Bapak dua anak itu mengaku tega berbuat cabul karena tidak kuat menahan nafsu, ketika dalam pemeriksaan. Itu terjadi ketika dia secara tidak sengaja melihat betis salahsatu korban, yak tak lain muridnya sendiri. “Saya minta maaf pak, saya khilaf,” ujar Husnus Nadhif sambil tertunduk.

Pelaku masuk ke kamar santriwati pada malam hari, untuk melampiaskan nafsunya. Di dalam kamar, pelaku membekap mulut para korban sembari berbisik ojok ngomong sopo-sopo (jangan bilang siapa-siapa). Selanjutnya, pelaku meremas dada santriwatinya serta mengeluarkan kelaminnya untuk digesek-gesekkan.

“Saya tidak pernah mengancam mereka. Cuma bilang, ini agar ilmu yang saya ajarkan lebih mudah diserap,” dalihnya.

Dalam laporannya, ada 4 santri yang menjadi korban kejahatan seksual. Mereka adalah NF, 14, NA, 15, DZ, 14 dan FN, 14. Keempat santriwati tersebut menimpa ilmu di pondok pesantren dimana pelaku mengajar. Dari keempat korban, ada satu santriwati yang telah dia setubuhi. “Saya menyesal telah melakukan aksi ini. Tolong sampaikan permohonan maaf saya kepada keluarga korban,” sesalnya.

Baca juga : Sonia Fergina Memilih Resign Dari Pekerjaan Demi Puteri Indonesia 2018

Aksi itu terbongkar setelah salah satu orang tua yang korban lapor pada Januari lalu, saat Kaur Bin Ops Satreskrim Polres Gresik, Iptu Suparmin menjelaskan. “Begitu mendapat laporan kami bergerak. Namun pelaku mempunyai banyak kerabat sehingga terus berpindah-pindah,” katanya.

Bahkan, kata Suparmin, selama pelarian pelaku sempat menjadi guru ngaji di salah satu lembaga pendidikan agama di Bangkalan, Madura.
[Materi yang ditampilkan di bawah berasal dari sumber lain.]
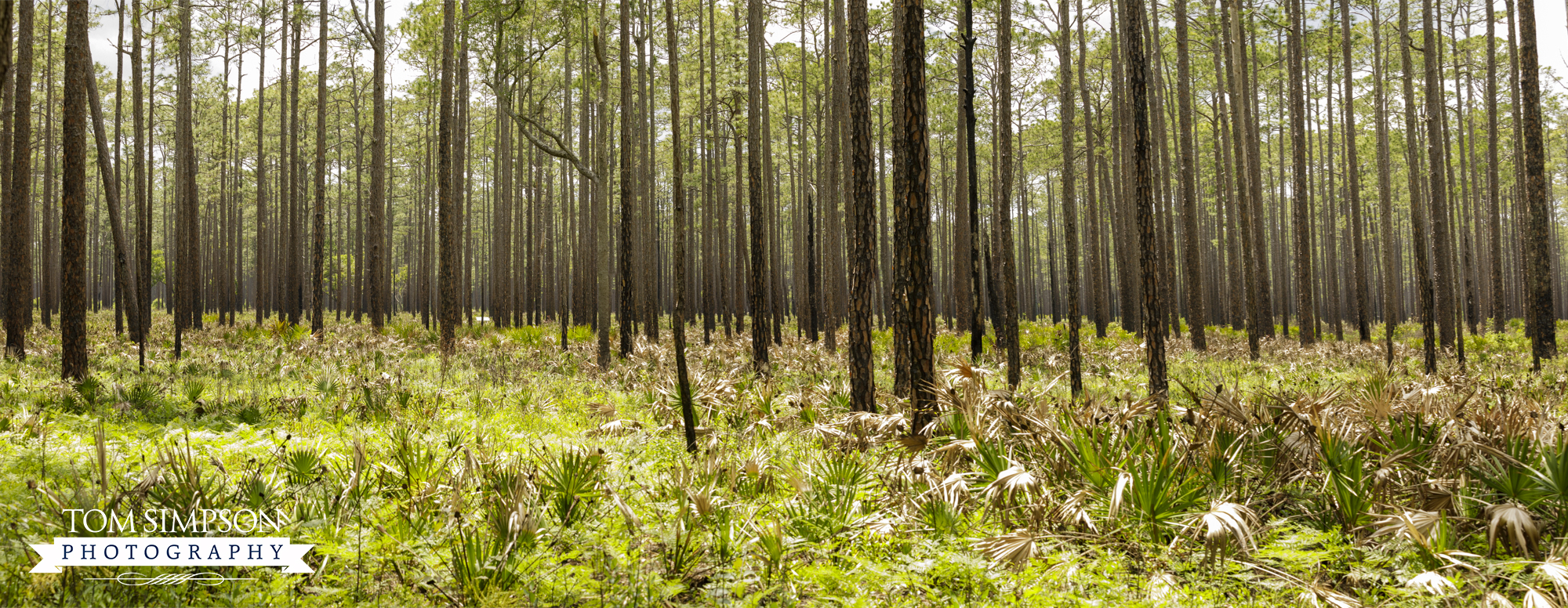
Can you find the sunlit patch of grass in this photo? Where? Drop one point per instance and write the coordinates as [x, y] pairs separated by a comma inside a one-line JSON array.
[[391, 458]]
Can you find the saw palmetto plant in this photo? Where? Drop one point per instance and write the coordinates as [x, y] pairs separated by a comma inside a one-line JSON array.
[[1321, 477]]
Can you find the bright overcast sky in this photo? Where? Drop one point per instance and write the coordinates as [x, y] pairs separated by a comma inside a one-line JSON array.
[[1552, 23]]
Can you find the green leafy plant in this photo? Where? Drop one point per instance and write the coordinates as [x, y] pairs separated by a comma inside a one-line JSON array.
[[572, 483]]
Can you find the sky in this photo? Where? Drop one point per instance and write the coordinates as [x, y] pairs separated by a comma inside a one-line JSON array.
[[1552, 21]]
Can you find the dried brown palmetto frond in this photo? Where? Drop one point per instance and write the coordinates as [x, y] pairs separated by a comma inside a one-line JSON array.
[[954, 452], [1014, 549], [1432, 582], [1556, 570], [1497, 601], [1011, 482], [601, 410], [1227, 526], [1414, 526], [1537, 599], [617, 429], [954, 490], [1313, 595], [1075, 512], [1515, 526], [1164, 588]]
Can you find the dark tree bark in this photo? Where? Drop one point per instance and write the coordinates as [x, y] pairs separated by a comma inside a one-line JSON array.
[[1069, 184], [1354, 183], [1500, 308], [319, 234], [760, 256], [1192, 262], [1305, 313], [678, 165], [1097, 267], [1385, 197], [862, 214], [74, 197], [187, 314], [376, 261], [263, 215], [18, 226], [970, 183], [1144, 190], [1537, 214], [913, 219], [1252, 270], [628, 198], [1418, 219], [1004, 198], [446, 192], [1437, 175], [123, 277]]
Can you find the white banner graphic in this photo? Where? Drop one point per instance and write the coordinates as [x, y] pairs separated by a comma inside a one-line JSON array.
[[191, 552]]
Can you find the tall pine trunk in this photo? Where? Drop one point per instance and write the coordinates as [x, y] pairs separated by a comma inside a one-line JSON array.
[[74, 197], [1537, 214]]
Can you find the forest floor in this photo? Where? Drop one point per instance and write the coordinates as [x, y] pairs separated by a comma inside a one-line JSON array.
[[520, 474]]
Pelarian pelaku akhirnya terhenti setelah polisi berhasil mendapatkan informasi bahwa sang guru ngaji sedang memberikan khutbah shalat Jumat di salah satu masjid Driyorejo. “Saat kami tangkap pelaku tidak melakukan perlawanan dan mengakui semua perbuatan yang dia lakukan,” tandasnya.

Pelaku kini harus mendekam di tahanan Polres Gresik dan diancam dengan pasal 81 dan pasal 82 UU No 35 tahun 2014 tentang perlindungan anak dengan ancaman hukuman 15 tahun penjara, untuk mempertanggungjawabkan perbuatannya.